Over three albums, including their latest, Maverick Thinker, Joseph and this Cornwall based trio, have channeled a Southern Rock sound to best help convey and explore those childhood themes. Yet, as a loose 'trilogy', each album feels quite different. In an interview Joseph noted, that the themes of this trilogy grew out of something he had read by Herman Hesse about the three stages of life being innocence, disillusionment, and faith. The idea 'that we all go through that kind of journey.' 

On Maverick Thinker, which the band recorded at the famed Sound City recording studio, they turn up the swampy-blues a bit more which brings a new and different edge and energy to William's storytelling. It matches up perfectly to the themes explored throughout the album and I think that the band has found a great new musical footing. 



Friday, March 19, 2021

Adam Melchor, Melchor Lullaby Hotline, Vol. 1

Adam Melchor
So you're a musician stuck at home for a year. What do you do? In the case of Adam Melchor, he committed to keeping up with a hotline that he had set up in February of 2020 that encouraged people to text or email him each Sunday to receive a new song. If they did, they would receive one at 5pm. 
By the end of the year, Melchor had sent out 44 songs. 

Along the way, his lister group grew to ten thousand and he racked up over 40 million streams. This all brought new attention to Melchor including Warner Records who came knocking and signed him to a record contract earlier this year. So why all the fuss over Melchor? Because he is a damn fine songwriter and musician. In fact, I will say that he is one of the more impressive artists that I have heard in quite some time. 

Now after a year of recording Sunday songs, Melchor has released a selection of them as a mixed tape. Entitled Melchor Lullaby Hotline, Vol. 1, Mehchor's artistry is on full display, showing a level of craft that is unusually strong...this is especially the case when you understand that some of these songs were literally written and recorded in a few hours...at home. 

I suspect that big things are in store for Adam Melchor. We shall see. I will say that I will be rooting for him all the way.


Tuesday, March 9, 2021

Sad Night Dynamite, Sad Night Dynamite

I have always been a bit enamored with artists who can mash-up samples and music genres successfully to create something new and moving. They're a bit like music magicians with me asking 'how did they do that?" Enter Sad Night Dynamite

Childhood friends Archie Blagden and Josh Greacen love film scores and film makers like Quentin Tarantino who play with contrasts between beauty and violence. They also 'adore' bands like The Clash, Stone Roses, Portishead, I Monster and MIA. So why not throw all of this together and see what happens? So they did. The result is Sad Night Dynamite, the duo's debut mixedtape.

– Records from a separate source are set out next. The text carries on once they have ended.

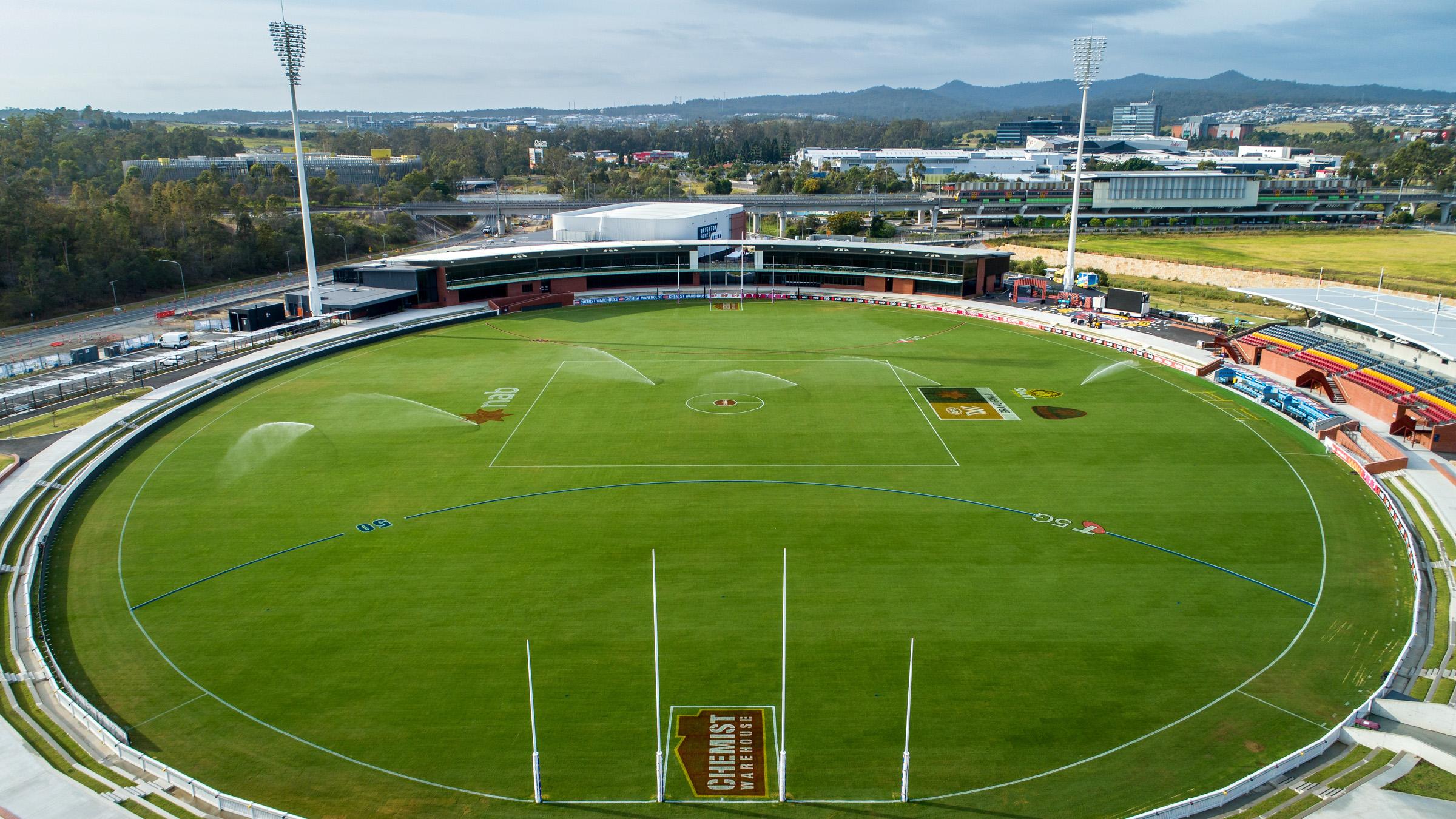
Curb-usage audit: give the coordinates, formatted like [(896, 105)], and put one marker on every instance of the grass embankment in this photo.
[(1443, 690), (1413, 260), (70, 417), (1440, 635), (1426, 780), (1356, 774)]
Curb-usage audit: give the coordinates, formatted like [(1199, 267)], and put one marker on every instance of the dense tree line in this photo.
[(70, 223)]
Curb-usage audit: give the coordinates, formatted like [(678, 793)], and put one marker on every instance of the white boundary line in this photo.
[(894, 372), (522, 423)]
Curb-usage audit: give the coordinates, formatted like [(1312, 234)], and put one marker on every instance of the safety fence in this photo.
[(53, 360), (30, 639), (38, 394)]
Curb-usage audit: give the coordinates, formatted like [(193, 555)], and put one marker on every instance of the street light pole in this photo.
[(187, 306), (289, 44), (346, 240), (1087, 59)]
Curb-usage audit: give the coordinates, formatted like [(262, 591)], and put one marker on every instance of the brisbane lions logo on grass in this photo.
[(1056, 413)]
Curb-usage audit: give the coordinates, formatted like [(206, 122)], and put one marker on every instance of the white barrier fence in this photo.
[(98, 451)]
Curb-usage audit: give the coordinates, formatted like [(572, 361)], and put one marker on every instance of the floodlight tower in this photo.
[(1087, 59), (289, 42)]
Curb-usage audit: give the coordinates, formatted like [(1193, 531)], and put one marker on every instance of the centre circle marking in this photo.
[(724, 403)]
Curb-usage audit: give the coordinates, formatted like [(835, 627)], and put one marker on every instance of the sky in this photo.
[(152, 56)]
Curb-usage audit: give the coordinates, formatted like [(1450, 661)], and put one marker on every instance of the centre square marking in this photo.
[(723, 749), (724, 403)]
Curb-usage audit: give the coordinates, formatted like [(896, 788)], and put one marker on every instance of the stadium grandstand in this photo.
[(1417, 403)]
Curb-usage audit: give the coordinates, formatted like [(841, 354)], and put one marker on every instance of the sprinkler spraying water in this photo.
[(787, 382), (1107, 369), (624, 363)]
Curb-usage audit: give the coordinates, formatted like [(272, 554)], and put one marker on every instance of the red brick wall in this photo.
[(1372, 403), (1283, 366)]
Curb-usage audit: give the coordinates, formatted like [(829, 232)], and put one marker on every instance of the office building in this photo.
[(1020, 132), (350, 169), (1136, 118)]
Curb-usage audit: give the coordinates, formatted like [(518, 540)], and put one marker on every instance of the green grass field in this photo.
[(234, 593), (1414, 260)]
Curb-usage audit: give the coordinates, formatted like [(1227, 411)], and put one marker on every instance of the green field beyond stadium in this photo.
[(1413, 260), (1125, 588)]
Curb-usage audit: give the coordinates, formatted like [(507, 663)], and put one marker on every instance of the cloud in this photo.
[(456, 55)]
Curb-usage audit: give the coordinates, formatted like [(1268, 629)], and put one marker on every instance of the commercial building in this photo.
[(350, 169), (1136, 118), (1212, 129), (649, 222), (1110, 145), (649, 157), (995, 162), (523, 277), (1018, 133), (1173, 190)]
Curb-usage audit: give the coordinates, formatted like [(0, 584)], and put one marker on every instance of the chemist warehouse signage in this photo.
[(723, 751)]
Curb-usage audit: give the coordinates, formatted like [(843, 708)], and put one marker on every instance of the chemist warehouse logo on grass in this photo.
[(723, 752), (967, 404)]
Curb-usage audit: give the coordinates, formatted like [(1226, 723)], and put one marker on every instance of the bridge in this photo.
[(931, 206)]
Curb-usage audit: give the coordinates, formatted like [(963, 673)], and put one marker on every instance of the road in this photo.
[(73, 331)]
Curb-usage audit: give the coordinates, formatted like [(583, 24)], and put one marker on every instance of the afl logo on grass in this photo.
[(723, 752)]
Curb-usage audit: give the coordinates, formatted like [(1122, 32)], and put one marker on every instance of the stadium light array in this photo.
[(289, 42), (1087, 62)]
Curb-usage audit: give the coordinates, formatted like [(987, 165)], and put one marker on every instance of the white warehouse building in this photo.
[(991, 162), (650, 220)]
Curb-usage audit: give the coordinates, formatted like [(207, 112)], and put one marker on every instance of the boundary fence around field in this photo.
[(89, 458), (28, 397), (73, 474)]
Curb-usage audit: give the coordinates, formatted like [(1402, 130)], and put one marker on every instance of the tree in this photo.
[(846, 223)]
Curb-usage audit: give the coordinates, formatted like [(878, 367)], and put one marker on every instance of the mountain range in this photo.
[(956, 99)]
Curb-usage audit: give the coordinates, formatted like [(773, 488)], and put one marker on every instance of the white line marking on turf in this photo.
[(522, 423), (704, 465), (168, 712), (1286, 710), (894, 372)]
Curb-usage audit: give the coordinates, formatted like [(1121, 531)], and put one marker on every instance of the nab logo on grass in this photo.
[(723, 752), (494, 398)]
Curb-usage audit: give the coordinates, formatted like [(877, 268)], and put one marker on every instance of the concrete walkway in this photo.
[(33, 789), (1369, 802)]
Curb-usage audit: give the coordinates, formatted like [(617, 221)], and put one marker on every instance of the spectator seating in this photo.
[(1438, 410)]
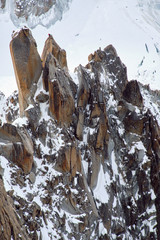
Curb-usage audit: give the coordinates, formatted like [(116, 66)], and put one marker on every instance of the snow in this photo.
[(131, 26), (100, 191)]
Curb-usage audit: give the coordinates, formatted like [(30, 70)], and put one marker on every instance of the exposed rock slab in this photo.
[(27, 66)]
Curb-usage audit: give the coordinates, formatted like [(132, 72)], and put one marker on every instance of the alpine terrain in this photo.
[(79, 152)]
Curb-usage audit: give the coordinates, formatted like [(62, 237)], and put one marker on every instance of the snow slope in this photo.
[(131, 26)]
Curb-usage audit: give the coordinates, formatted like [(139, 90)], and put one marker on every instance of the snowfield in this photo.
[(131, 26)]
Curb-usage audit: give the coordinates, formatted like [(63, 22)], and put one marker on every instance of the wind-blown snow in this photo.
[(131, 26)]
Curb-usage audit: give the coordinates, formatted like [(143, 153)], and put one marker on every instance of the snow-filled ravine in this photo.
[(131, 26)]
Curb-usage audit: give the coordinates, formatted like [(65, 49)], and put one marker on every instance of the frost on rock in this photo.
[(95, 176), (32, 13)]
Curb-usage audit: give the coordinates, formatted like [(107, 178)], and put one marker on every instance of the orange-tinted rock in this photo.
[(69, 160), (61, 102), (79, 129), (84, 89), (134, 123), (16, 145), (52, 48), (27, 66), (11, 228)]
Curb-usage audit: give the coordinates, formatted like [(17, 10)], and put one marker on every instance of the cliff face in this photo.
[(32, 13), (93, 149)]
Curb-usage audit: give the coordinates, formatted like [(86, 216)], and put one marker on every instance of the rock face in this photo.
[(27, 66), (11, 226), (96, 151), (32, 13), (16, 145), (57, 81)]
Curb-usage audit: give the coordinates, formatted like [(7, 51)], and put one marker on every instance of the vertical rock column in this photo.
[(27, 66)]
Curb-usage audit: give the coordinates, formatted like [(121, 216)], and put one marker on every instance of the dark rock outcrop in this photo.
[(96, 149), (27, 66), (11, 226), (16, 145)]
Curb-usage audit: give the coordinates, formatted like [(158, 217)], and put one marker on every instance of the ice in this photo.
[(100, 191)]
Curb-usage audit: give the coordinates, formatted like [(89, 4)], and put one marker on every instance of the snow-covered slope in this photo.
[(131, 26)]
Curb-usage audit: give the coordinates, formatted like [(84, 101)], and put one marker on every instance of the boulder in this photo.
[(27, 66)]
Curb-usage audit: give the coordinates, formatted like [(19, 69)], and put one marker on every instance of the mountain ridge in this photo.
[(95, 167)]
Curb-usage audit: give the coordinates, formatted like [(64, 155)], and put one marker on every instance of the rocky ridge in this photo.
[(32, 13), (79, 162)]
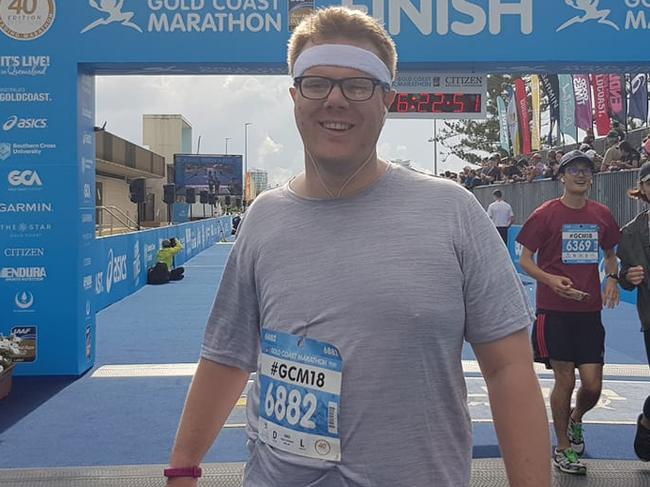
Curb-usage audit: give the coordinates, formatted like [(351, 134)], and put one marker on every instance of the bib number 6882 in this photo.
[(284, 405)]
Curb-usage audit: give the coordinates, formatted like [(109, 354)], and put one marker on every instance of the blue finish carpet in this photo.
[(61, 422)]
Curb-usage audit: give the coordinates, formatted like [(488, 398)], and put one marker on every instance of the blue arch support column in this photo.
[(51, 279)]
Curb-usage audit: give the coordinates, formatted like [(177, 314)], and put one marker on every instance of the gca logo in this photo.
[(24, 178), (24, 123), (116, 270)]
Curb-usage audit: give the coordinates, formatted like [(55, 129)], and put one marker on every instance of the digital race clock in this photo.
[(439, 95), (456, 103)]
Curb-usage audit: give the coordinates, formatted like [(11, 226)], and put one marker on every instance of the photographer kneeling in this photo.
[(164, 270)]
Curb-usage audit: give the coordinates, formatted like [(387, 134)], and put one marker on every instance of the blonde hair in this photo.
[(340, 22)]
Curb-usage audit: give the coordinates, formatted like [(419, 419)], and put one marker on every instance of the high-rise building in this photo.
[(260, 179), (165, 135)]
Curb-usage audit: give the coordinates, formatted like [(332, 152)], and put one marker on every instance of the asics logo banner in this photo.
[(24, 123), (24, 178)]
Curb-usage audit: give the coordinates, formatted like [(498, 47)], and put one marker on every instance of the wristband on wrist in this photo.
[(194, 472)]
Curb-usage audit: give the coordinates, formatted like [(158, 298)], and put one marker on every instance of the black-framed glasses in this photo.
[(574, 171), (354, 89)]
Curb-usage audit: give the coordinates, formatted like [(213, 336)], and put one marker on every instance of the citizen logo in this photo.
[(24, 252), (24, 178)]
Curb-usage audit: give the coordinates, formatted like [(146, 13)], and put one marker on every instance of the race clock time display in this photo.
[(456, 103), (439, 95)]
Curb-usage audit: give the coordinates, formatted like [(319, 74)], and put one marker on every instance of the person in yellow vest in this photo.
[(164, 270)]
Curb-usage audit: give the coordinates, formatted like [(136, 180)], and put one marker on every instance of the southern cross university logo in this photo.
[(590, 12), (113, 9)]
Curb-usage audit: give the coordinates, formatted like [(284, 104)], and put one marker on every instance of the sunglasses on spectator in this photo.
[(574, 171)]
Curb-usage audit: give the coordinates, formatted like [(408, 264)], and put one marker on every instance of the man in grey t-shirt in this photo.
[(352, 310)]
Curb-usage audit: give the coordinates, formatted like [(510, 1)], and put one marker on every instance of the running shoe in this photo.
[(568, 461), (642, 441), (576, 436)]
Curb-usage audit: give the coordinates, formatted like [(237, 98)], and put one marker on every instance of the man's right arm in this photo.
[(213, 393), (559, 284)]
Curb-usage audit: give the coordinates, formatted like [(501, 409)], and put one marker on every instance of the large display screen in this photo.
[(217, 173)]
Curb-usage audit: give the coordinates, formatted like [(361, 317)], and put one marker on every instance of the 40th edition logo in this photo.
[(25, 20)]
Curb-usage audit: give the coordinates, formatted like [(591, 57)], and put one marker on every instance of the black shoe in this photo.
[(642, 441)]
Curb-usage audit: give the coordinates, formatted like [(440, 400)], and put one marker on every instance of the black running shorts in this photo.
[(577, 337)]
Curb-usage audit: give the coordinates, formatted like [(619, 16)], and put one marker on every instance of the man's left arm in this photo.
[(611, 295), (517, 409)]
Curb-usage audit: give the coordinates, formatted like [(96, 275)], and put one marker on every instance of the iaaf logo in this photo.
[(24, 300), (23, 273), (24, 123), (116, 270), (24, 178)]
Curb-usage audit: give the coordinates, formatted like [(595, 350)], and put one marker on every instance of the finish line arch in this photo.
[(50, 51)]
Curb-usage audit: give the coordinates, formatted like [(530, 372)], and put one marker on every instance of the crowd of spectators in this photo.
[(499, 169)]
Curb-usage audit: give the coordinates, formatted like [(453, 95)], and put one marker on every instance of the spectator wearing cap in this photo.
[(630, 157), (593, 155), (613, 153), (501, 214), (620, 132), (492, 173)]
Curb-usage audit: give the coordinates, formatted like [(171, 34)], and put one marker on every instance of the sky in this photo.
[(218, 106)]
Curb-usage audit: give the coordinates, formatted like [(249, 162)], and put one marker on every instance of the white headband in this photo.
[(342, 55)]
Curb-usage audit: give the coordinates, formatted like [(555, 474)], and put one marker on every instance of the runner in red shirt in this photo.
[(566, 234)]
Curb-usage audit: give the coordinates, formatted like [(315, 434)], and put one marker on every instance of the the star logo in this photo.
[(591, 12), (113, 9), (24, 299)]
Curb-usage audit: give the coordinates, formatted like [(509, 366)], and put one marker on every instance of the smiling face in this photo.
[(336, 131), (577, 177)]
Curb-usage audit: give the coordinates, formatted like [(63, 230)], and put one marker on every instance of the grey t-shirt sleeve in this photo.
[(233, 331), (496, 304)]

Described as a nightmarish trip through hip-hop, dub, Britpop, punk, electronica, and beyond, Bladgden and Greacen have created a fully realized other-world. It's one that 'tries to pull you out of real life and take you somewhere else.' Ever evolving and changing, but always 'dark and sexy' the duo's music is a thrill to listen to. And while it doesn't take itself too seriously they say, it has heart which is ultimately what they hoped to achieve.